Statins have been shown to reduce death and other negative outcomes associated with heart and cerebrovascular disease among those who already have these conditions, according to background information in the article. It is less clear whether these medications benefit those without cardiovascular disease. Current national treatment guidelines recommend the use of statins in these patients based on their cardiovascular risk profile and LDL-C or "bad cholesterol" level. For patients without cardiovascular disease and with normal LDL-C levels, statins are recommended only for individuals with diabetes or with two or more other cardiac risk factors that raise their 10-year risk of a heart attack or other heart event to at least 10 percent.
Paaladinesh Thavendiranathan, M.D., M.Sc., University of Toronto, Ontario, and colleagues analyzed the results of seven previously published clinical trials that assessed the benefits of statins in a total of 42,848 patients, 90 percent of whom had no history of cardiovascular disease.
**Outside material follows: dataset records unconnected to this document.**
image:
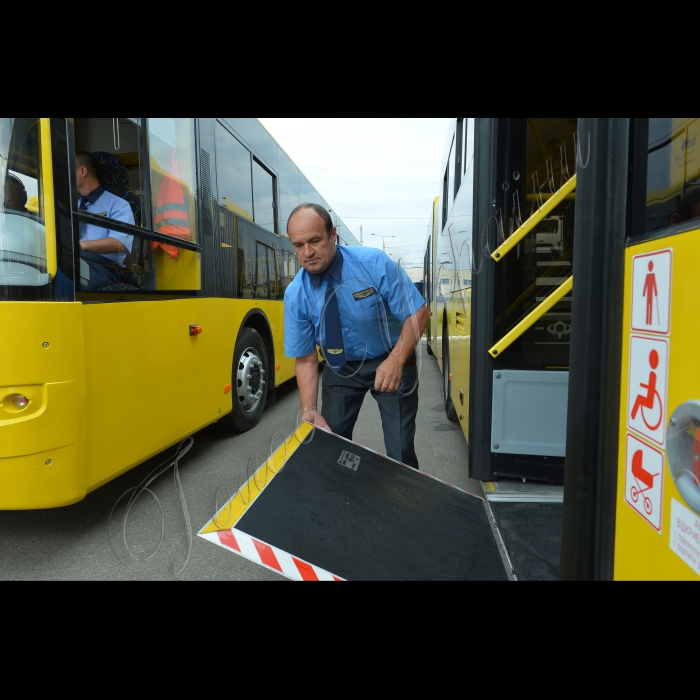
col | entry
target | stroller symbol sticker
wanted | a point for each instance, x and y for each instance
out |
(644, 480)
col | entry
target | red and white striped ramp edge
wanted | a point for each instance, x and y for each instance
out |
(268, 556)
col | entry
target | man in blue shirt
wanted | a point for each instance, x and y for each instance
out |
(103, 249)
(361, 309)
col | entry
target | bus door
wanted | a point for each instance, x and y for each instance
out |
(523, 241)
(657, 533)
(42, 371)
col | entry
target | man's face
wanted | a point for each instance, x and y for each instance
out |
(313, 246)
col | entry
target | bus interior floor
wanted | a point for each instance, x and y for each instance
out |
(532, 536)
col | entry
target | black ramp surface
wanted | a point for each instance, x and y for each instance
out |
(382, 521)
(532, 534)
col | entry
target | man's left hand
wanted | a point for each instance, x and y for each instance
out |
(388, 376)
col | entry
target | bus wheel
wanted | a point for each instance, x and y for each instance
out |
(249, 384)
(447, 384)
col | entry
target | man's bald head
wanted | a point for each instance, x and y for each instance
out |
(328, 222)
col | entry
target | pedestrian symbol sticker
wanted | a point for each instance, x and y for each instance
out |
(644, 480)
(651, 292)
(646, 406)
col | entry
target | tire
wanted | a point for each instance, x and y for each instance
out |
(249, 387)
(447, 384)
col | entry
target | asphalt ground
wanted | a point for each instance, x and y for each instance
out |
(88, 540)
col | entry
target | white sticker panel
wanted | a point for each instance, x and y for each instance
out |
(646, 399)
(644, 480)
(651, 292)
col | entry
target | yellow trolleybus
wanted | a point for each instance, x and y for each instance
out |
(96, 379)
(562, 268)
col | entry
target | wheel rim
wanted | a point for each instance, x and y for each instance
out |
(250, 380)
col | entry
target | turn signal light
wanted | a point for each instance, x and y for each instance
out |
(19, 401)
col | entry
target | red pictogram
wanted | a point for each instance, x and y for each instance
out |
(651, 293)
(649, 399)
(646, 478)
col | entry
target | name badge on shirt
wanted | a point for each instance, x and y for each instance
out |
(364, 293)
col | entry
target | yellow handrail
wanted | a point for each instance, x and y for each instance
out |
(533, 316)
(47, 192)
(558, 197)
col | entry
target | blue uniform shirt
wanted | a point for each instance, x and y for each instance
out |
(106, 204)
(375, 297)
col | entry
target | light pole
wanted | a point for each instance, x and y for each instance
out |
(382, 237)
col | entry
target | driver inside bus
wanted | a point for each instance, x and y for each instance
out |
(15, 194)
(103, 249)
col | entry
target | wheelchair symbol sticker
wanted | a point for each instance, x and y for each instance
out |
(646, 407)
(644, 480)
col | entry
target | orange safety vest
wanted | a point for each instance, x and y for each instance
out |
(172, 213)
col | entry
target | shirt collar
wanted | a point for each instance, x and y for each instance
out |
(333, 270)
(93, 196)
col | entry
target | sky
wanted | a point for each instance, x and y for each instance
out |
(381, 174)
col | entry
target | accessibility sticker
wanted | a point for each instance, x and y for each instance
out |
(648, 373)
(651, 292)
(644, 480)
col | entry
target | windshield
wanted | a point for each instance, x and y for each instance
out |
(23, 269)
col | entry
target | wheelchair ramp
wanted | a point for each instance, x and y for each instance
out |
(323, 507)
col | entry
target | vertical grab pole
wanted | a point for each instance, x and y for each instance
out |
(49, 209)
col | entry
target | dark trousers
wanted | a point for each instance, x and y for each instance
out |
(343, 395)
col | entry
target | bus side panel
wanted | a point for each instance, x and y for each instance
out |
(149, 383)
(42, 447)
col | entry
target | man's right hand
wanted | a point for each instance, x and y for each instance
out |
(315, 418)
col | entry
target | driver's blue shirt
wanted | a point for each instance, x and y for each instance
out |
(103, 203)
(375, 297)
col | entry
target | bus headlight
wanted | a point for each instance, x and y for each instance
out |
(20, 401)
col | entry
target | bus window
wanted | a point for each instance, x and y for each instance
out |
(23, 256)
(289, 189)
(264, 197)
(233, 174)
(265, 273)
(289, 267)
(118, 147)
(171, 147)
(673, 172)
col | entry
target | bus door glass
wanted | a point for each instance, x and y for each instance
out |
(24, 274)
(146, 172)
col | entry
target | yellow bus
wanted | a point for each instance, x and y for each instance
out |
(563, 263)
(96, 379)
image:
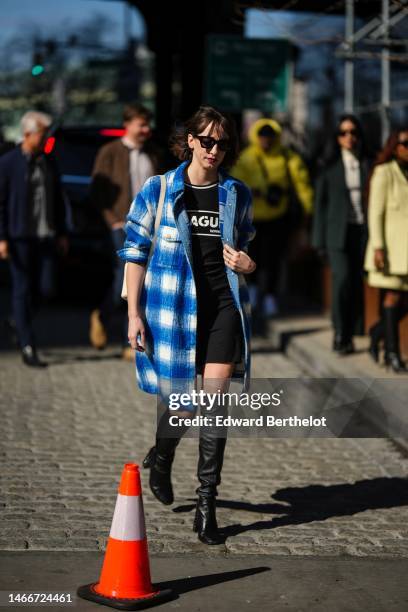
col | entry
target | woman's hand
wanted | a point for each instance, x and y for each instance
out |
(136, 328)
(379, 259)
(238, 261)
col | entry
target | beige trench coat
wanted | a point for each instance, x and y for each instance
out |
(388, 219)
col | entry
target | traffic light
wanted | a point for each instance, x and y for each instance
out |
(37, 67)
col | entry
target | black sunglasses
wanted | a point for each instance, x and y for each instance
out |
(208, 142)
(345, 132)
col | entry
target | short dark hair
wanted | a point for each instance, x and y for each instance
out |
(205, 116)
(131, 111)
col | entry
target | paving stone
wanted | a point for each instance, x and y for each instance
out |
(68, 431)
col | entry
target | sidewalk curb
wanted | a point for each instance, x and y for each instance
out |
(307, 343)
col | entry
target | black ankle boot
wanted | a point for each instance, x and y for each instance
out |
(394, 361)
(376, 333)
(160, 459)
(160, 477)
(392, 351)
(205, 521)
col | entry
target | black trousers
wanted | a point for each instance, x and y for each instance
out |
(347, 266)
(32, 267)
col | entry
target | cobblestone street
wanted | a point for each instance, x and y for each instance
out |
(68, 430)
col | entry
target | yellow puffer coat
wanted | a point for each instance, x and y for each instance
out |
(278, 161)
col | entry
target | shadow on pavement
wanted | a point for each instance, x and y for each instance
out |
(317, 503)
(193, 583)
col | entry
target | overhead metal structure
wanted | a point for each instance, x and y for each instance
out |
(178, 29)
(375, 33)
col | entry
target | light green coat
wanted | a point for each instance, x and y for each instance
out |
(388, 218)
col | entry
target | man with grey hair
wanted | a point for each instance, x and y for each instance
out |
(32, 224)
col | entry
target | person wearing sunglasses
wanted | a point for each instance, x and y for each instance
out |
(386, 257)
(340, 229)
(189, 311)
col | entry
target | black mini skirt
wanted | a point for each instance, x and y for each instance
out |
(219, 334)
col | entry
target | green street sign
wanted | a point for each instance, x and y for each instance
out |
(245, 73)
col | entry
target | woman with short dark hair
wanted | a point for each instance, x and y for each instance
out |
(189, 313)
(340, 229)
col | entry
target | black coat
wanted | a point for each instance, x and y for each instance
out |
(14, 213)
(332, 203)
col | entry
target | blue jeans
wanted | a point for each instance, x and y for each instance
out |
(32, 267)
(112, 300)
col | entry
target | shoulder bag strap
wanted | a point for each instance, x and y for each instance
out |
(158, 215)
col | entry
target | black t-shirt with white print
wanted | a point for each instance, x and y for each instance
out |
(201, 203)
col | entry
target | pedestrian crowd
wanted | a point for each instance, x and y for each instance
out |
(355, 210)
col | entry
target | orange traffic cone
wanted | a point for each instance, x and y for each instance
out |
(125, 578)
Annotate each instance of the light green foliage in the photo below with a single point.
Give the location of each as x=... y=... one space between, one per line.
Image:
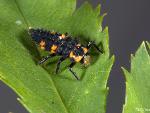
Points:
x=137 y=82
x=39 y=89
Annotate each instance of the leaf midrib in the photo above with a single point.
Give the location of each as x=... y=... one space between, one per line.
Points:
x=27 y=25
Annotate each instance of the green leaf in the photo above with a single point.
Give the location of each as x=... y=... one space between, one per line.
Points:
x=137 y=82
x=39 y=89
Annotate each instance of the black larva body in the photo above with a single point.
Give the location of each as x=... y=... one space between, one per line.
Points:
x=62 y=45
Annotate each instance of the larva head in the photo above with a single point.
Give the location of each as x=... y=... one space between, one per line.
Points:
x=37 y=34
x=86 y=60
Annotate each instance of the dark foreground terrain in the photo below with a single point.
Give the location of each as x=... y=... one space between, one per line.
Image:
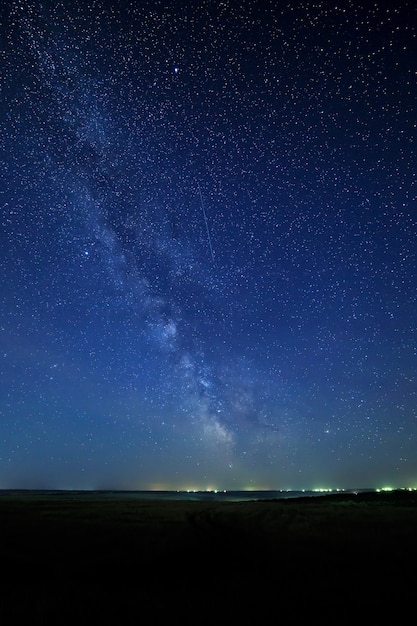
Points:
x=81 y=558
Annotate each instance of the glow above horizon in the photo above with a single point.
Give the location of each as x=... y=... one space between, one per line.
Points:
x=208 y=267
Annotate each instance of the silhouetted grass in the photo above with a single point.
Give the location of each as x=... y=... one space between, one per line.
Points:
x=85 y=559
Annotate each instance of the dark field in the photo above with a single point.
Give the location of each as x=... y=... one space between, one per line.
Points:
x=80 y=558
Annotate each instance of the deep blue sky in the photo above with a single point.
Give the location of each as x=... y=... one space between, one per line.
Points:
x=208 y=244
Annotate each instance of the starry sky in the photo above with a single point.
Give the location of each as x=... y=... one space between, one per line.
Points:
x=208 y=244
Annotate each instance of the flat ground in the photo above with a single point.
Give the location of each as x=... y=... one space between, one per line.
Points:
x=79 y=558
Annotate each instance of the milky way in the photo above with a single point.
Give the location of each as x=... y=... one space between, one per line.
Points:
x=209 y=230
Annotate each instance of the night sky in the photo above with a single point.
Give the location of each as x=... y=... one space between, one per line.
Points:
x=208 y=244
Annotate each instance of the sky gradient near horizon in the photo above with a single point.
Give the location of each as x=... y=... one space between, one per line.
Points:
x=208 y=244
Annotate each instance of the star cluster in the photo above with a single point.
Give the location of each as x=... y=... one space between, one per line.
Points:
x=208 y=236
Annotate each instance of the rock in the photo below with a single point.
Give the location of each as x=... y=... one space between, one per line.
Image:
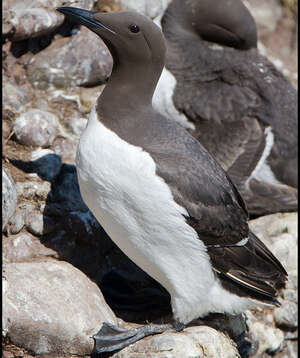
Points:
x=31 y=18
x=16 y=222
x=15 y=97
x=80 y=60
x=33 y=21
x=89 y=96
x=202 y=342
x=24 y=247
x=33 y=190
x=37 y=224
x=286 y=316
x=77 y=125
x=270 y=339
x=9 y=197
x=266 y=14
x=36 y=128
x=148 y=8
x=46 y=163
x=52 y=308
x=66 y=148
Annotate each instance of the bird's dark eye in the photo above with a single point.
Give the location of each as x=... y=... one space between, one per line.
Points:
x=134 y=28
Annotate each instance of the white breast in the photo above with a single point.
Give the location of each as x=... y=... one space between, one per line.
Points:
x=119 y=184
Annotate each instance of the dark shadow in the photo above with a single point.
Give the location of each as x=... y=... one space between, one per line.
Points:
x=80 y=240
x=36 y=44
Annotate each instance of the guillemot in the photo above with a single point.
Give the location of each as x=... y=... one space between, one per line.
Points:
x=160 y=196
x=243 y=110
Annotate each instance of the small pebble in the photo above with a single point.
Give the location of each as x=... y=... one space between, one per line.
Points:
x=36 y=128
x=9 y=197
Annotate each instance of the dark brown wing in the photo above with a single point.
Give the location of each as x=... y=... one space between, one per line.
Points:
x=250 y=270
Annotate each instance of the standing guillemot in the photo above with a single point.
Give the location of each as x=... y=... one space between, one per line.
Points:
x=243 y=110
x=160 y=195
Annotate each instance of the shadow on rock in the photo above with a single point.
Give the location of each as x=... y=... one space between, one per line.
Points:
x=71 y=230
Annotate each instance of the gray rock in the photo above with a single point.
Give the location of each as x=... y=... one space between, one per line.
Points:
x=25 y=19
x=77 y=125
x=52 y=308
x=266 y=14
x=24 y=247
x=37 y=224
x=15 y=97
x=46 y=163
x=36 y=128
x=66 y=148
x=33 y=21
x=89 y=96
x=286 y=316
x=16 y=222
x=270 y=339
x=33 y=190
x=81 y=60
x=200 y=342
x=152 y=8
x=9 y=197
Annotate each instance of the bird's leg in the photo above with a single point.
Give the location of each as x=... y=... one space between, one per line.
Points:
x=112 y=338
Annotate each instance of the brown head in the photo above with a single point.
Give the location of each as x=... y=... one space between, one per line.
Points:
x=225 y=22
x=135 y=42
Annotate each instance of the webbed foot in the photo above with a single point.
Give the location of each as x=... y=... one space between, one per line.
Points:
x=112 y=338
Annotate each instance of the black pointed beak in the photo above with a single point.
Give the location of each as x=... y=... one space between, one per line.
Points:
x=83 y=17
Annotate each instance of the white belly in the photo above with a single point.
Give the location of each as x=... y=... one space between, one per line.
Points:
x=136 y=208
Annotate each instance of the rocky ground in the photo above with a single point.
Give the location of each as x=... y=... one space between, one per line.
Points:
x=60 y=269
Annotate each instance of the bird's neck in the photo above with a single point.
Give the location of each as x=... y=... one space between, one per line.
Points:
x=130 y=86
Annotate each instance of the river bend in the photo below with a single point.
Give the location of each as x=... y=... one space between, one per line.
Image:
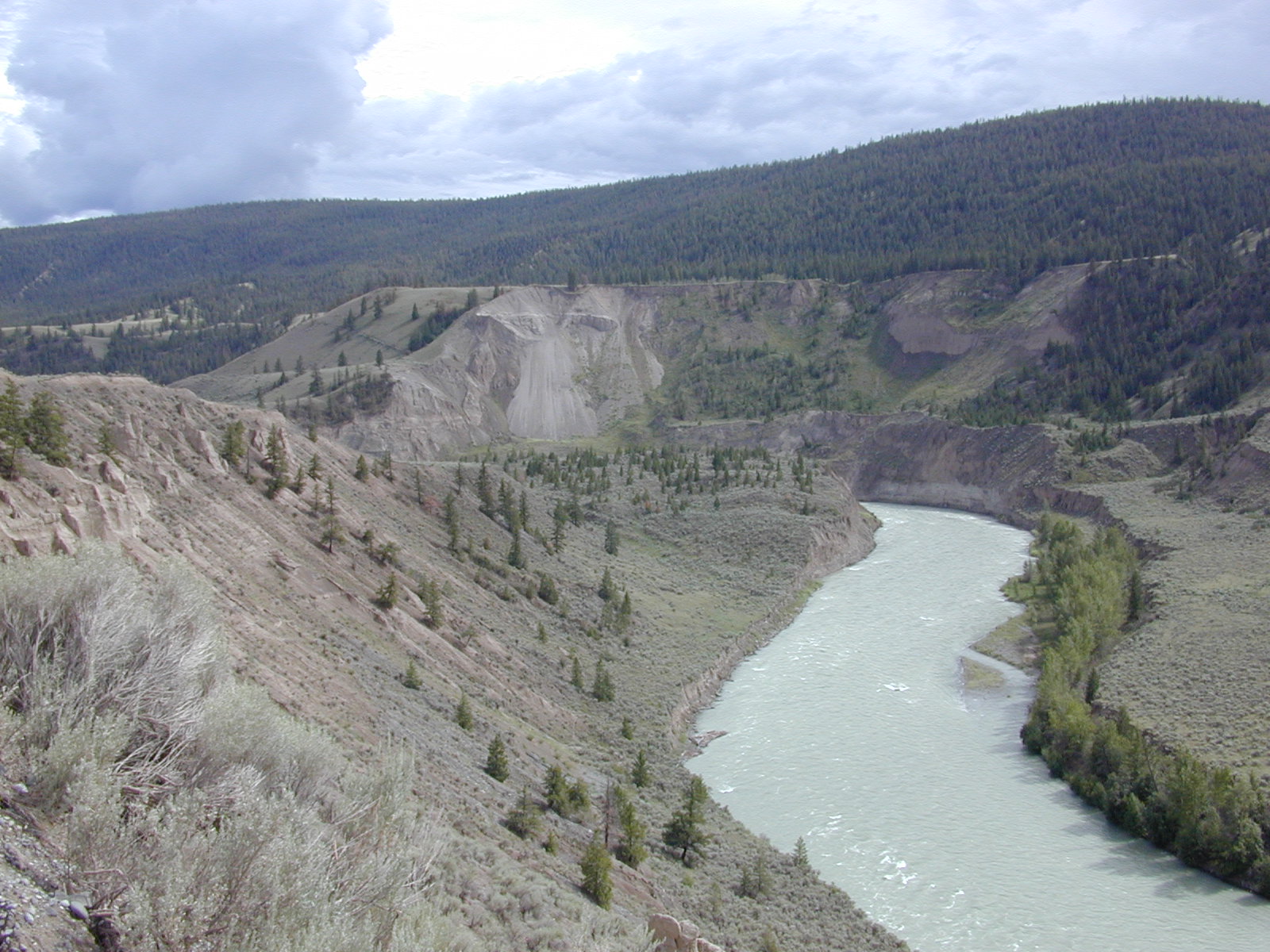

In each study, patients were randomly assigned to receive either statins or another form of care and were followed for at least one year, at least 100 major cardiovascular events occurred and 80 percent or more of the participants did not have cardiovascular disease.
In total, 21,409 patients in the trials took statins and 21,439 were assigned to placebo. The average follow-up period for the studies ranged from 3.2 to 5.2 years; average age of the participants ranged from 55.1 to 75.4 years; and the proportion of men included ranged from 42 percent to 100 percent. In patients on statin therapy, there were 924 major coronary events such as heart attack compared with 1,219 among those in control groups--a 29.2 percent reduction in risk. Major cerebrovascular events, including stroke, occurred in 440 patients taking statins and 517 controls, a 14.4 percent lower risk. Statin treatment was also associated with a 31.7 percent reduction in risk for non-fatal heart attacks and a 33.8 percent reduction in the number of revascularization procedures, which restore blood flow and include angioplasty and bypass surgery. There were no statistically significant differences between the statin and control groups in the rates of patients who died from cardiovascular disease or from all causes.
Assuming that individuals not taking statins have a 5.7 percent chance of having a major heart event over a 4.3-year period, statins can reduce that risk to 4 percent, the authors write. "Therefore, 60 patients would need to be treated for an average of 4.3 years to prevent one major coronary event." Similarly, 268 patients would need to be treated to prevent one stroke or other major cerebrovascular event; 61 to prevent one non-fatal heart attack; and 93 to prevent one revascularization procedure.
Statins are expensive and other therapies also may work to reduce risk, the authors conclude. "Therefore, even though universal lipid-lowering therapy appears attractive, especially in an intermediate-risk primary prevention population, further studies are needed to clarify the cost-effectiveness of therapy in this group."
(Arch Intern Med. 2006;166:2307-2313. Available pre-embargo to the media at www.jamamedia.org.)